New York, Thursday
David Bennett, the first person to receive a heart transplant from a pig, has died two months after the ground breaking experiment, the hospital that per- formed the surgery has announced.
Bennett, 57, died on Tuesday at a hospital in Maryland in the United States, and doctors did give an exact cause of death.
In a statement on Wednesday the hospital said his condition began deteriorating several days ago, adding that Bennett was given “compassionate palliative care” after it became clear that he would not recover. “We are devastated by the loss of Bennett. He proved to be a brave and noble patient who fought all the way to the end,” Dr. Bartley Griffith, who performed the surgery at the Baltimore hospital, said in a statement.

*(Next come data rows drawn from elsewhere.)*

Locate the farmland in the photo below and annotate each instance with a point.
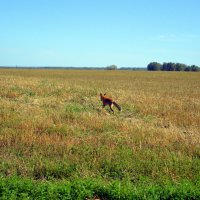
(53, 131)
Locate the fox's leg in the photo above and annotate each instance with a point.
(111, 105)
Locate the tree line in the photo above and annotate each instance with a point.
(170, 66)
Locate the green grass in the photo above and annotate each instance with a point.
(53, 130)
(95, 189)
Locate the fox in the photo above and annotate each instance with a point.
(110, 102)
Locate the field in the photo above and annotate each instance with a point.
(56, 139)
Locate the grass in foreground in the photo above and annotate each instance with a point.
(51, 127)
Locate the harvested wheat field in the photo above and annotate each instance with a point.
(53, 131)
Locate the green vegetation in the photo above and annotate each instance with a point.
(155, 66)
(57, 142)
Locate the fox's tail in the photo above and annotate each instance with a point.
(117, 105)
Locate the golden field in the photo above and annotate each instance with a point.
(52, 125)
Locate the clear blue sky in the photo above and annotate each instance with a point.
(128, 33)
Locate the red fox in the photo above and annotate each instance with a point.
(108, 101)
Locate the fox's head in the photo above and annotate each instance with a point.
(101, 95)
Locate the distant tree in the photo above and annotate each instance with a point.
(154, 66)
(111, 67)
(194, 68)
(180, 67)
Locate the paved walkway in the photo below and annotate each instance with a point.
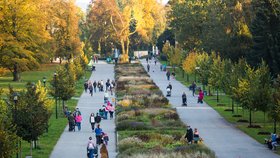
(219, 135)
(73, 144)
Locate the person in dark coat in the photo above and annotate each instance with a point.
(184, 98)
(71, 122)
(189, 135)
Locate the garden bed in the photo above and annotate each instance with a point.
(145, 122)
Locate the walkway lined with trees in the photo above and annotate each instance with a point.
(73, 144)
(220, 136)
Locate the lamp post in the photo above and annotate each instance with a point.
(196, 69)
(55, 94)
(16, 101)
(44, 81)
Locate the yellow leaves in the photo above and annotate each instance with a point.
(193, 59)
(125, 102)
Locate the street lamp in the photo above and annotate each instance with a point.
(196, 69)
(44, 81)
(55, 93)
(15, 95)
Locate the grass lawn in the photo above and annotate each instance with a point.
(258, 118)
(56, 126)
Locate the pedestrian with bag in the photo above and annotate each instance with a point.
(92, 121)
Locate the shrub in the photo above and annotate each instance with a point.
(130, 142)
(132, 125)
(125, 102)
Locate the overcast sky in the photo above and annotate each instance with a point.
(84, 3)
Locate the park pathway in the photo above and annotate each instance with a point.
(219, 135)
(73, 144)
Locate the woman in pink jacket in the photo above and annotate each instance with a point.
(78, 120)
(200, 97)
(111, 109)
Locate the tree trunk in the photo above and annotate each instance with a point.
(232, 105)
(274, 126)
(35, 144)
(16, 74)
(250, 118)
(63, 104)
(264, 118)
(217, 95)
(127, 46)
(30, 148)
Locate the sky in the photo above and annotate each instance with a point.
(84, 3)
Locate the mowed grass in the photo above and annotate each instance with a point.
(49, 139)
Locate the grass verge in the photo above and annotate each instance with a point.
(49, 139)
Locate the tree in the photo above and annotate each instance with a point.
(146, 18)
(8, 137)
(63, 27)
(64, 85)
(33, 112)
(204, 62)
(216, 73)
(175, 57)
(189, 63)
(274, 108)
(265, 29)
(22, 34)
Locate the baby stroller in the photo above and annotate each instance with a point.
(93, 68)
(95, 153)
(72, 126)
(168, 90)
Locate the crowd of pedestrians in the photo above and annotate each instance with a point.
(75, 118)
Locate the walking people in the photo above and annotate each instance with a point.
(104, 151)
(106, 97)
(105, 138)
(97, 118)
(108, 84)
(189, 135)
(184, 99)
(111, 109)
(101, 85)
(196, 136)
(71, 122)
(200, 97)
(78, 120)
(90, 148)
(92, 121)
(104, 108)
(94, 86)
(90, 87)
(193, 87)
(86, 86)
(168, 75)
(111, 88)
(98, 134)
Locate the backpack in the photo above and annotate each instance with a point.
(90, 145)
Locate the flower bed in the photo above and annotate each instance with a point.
(147, 126)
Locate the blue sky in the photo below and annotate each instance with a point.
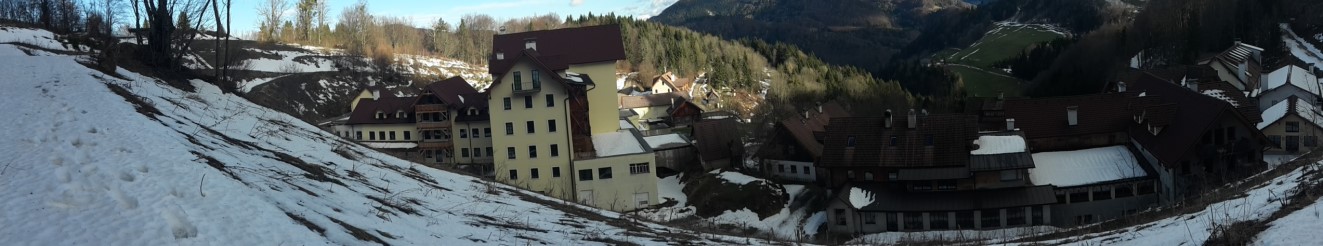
(426, 11)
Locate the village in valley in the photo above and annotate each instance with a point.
(664, 122)
(1158, 136)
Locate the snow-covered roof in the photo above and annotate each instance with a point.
(859, 197)
(617, 143)
(390, 144)
(1280, 110)
(1084, 167)
(1295, 76)
(999, 144)
(666, 140)
(1221, 95)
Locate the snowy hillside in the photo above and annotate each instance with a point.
(123, 159)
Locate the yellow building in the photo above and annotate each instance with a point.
(552, 121)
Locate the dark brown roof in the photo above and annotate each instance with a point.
(451, 89)
(1048, 118)
(650, 99)
(895, 200)
(937, 140)
(814, 121)
(560, 48)
(1194, 114)
(367, 111)
(717, 139)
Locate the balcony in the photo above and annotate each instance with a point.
(433, 124)
(435, 144)
(430, 107)
(527, 87)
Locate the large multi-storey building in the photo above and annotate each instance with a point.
(554, 130)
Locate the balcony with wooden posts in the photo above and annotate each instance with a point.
(433, 124)
(430, 107)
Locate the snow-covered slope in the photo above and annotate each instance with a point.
(93, 159)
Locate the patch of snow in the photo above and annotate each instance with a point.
(859, 197)
(736, 177)
(1082, 167)
(664, 140)
(617, 143)
(999, 144)
(1221, 95)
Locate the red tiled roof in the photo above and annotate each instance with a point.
(803, 128)
(560, 48)
(367, 111)
(937, 140)
(1048, 117)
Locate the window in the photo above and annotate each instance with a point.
(519, 81)
(639, 168)
(938, 221)
(1101, 195)
(585, 175)
(840, 216)
(991, 218)
(1015, 216)
(537, 80)
(1010, 175)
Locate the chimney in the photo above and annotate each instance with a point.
(1073, 115)
(913, 119)
(888, 115)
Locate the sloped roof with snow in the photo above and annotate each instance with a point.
(1084, 167)
(1291, 76)
(1290, 106)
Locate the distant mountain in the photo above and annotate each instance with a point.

Doctors for decades have sought to one day use animal organs for life-saving transplants. Bennett, a handyman from Hagerstown, Maryland, was a candidate for this newest attempt only because he otherwise faced certain death – ineligible for a human heart transplant, bedridden and on life support, and out of other options. Prior attempts at such transplants – or xenotransplantation – have failed largely because patients’ bodies rapidly rejected the animal organ.
This time, the Maryland surgeons used a heart from a gene-edited pig. Scientists had modified the animal to remove pig genes that trigger the hyper-fast rejection and add human genes to help the body accept the organ. Bennett’s son praised the hospital for offering the last-ditch experiment, saying the family hoped it would help further efforts to end the organ shortage.
“We are grateful for every innovative moment, every crazy dream, every sleepless night that went into this historic effort,” David Bennett Jr said in a statement released by the University of Maryland School of Medicine. “We hope this story can be the beginning of hope and not the end.”